Kari's good-luck gesture was a hedge against the shaky knees and sour notes she and the other 2,600 middle school and high school students faced in yesterday's state Solo and Ensemble Music Festival at Towson State University.
This is the time of year when the state's best student musicians each play to an audience of one in a small classroom. This audience won't applaud, but most are likely to reward them with a medal for "superior" or "excellent" playing. The honor is a payoff for the art of juggling band practice and homework, and the peddling of countless pizza kits and candy bars to pay for band trips.
As Kari snoozed the night before atop a copy of Ernest S. Williams' compositions for trumpet, she never dreamed how much she would need the good-luck gesture.
Just as she and classmate James started the second movement of their lively piece, a scherzo, James blew a few dud notes. He tried again -- same thing.
Kari gave a sideways glance, wondering what was wrong with her partner.
It took the sympathetic judge to figure out the problem.
It wasn't James but his horn. The judge proposed a quick solution -- a common green rubber band to hold together a broken spit valve.
"Don't worry about that," said the judge, Roy Griffin, band director at St. John's College High School in Washington and a former Marine Band trumpeter. "That won't affect your rating."
By this time, a flushed James had broken into a sweat in the narrow room, but he and Kari recovered to finish with the highest possible rating -- superior -- and gave long sigh of relief.
The Solo and Ensemble Festival doesn't come with the high stakes that some other music competitions have. Kari, for one, was much more nervous about her Friday audition for admission to the Towson State University music department for September.
"There aren't any consequences to this," said James. Still, it inspires anxiety in even the most seasoned musicians.
In this festival, the competition is not student to student, but student to music. The judge listens and reads along with a copy of the music, and rates on a scale of 1 to 5, with 1 denoting "superior." Students who make it this far rarely get anything close to 5. They qualify by rating a 1 at the county level, but all agree the state judges are a little tougher.

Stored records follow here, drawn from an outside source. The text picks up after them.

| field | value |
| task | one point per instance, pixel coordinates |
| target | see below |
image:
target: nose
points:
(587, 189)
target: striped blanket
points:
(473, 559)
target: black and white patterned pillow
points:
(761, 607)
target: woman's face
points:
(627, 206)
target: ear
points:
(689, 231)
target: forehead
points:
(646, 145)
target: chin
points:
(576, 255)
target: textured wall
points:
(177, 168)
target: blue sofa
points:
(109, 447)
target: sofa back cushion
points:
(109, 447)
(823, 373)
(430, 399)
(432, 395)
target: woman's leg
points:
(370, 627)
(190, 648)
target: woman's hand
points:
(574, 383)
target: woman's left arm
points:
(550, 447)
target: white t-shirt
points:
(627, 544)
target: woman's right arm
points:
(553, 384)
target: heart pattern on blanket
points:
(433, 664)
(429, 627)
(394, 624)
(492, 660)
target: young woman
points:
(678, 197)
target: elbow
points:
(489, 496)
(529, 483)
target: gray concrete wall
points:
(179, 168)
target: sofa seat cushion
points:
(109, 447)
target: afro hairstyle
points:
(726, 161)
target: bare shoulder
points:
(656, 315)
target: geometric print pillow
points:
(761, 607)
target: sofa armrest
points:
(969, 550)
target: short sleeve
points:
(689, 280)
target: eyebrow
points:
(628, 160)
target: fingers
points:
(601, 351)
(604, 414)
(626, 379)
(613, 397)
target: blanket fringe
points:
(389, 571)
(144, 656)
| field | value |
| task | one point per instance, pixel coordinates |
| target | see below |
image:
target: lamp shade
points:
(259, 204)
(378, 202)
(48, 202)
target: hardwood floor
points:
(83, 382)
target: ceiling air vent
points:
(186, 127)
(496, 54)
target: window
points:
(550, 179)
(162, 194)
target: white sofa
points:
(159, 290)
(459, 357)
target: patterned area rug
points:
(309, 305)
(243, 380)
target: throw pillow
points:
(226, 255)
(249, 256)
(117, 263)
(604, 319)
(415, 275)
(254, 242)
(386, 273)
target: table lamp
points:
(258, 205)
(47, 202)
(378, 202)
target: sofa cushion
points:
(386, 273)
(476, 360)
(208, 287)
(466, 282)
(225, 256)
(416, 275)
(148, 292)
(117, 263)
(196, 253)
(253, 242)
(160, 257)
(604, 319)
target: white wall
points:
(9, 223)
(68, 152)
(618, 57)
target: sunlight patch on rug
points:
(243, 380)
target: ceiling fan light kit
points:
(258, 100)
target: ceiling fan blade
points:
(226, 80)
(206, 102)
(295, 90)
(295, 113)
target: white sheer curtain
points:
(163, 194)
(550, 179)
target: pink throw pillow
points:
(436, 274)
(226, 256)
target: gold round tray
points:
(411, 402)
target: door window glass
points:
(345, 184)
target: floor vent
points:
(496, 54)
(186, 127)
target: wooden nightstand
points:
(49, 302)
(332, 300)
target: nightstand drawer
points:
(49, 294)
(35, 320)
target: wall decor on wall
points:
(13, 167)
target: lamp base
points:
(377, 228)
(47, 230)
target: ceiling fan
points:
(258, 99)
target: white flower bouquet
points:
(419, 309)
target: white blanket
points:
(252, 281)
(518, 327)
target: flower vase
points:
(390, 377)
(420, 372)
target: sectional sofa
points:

Chris Cowman, a senior at Liberty, has competed in the festival for seven years and has never gotten less than a superior mark. Friday night, he couldn't sleep. When he woke up, he had a stomachache.
"I kept telling myself there's nothing to be nervous about, but you can't stop, really," said Chris. He competed in alto saxophone, earning another superior rating.
Between school, practice and hiring himself out as an accompanist, Chris also plays organ at his church. He has a grade point average of 3.96 out of 4.
Such a crowded schedule isn't unusual among music students -- James, for example, carries a calendar to keep track of his schedule -- who often are also the high achievers academically, a point music advocates make each time their programs are threatened with budget cuts.
University of Arizona and Kent State University researchers compiled data that showed students who took music had above-average language skills; that students who did well in math also did well in music; and that music instruction prevented some students from dropping out of school. Students who study music also have higher-than average SAT scores.
In spite of that, music performance classes are often among the proposals for budget cuts when schools run short of money, said Mary Ellen Cohn, festival director for the Maryland Music Educators Association and a music teacher in the Anne Arundel schools.
"It's always in jeopardy," Cohn said.
Many Baltimore schools have no instrument instruction, although the city does concentrate resources at the high school for the performing arts.
A year ago, the Carroll County schools proposed cutting one year of elementary instrumental music. Hundreds of students -- Chris, Kari and James included -- and their parents lined up to testify against the idea at packed hearings. Employee unions agreed to a pay freeze to avoid such cuts.
"There's so much thinking and interpreting in music," Chris said. "I think it gets your mind moving more."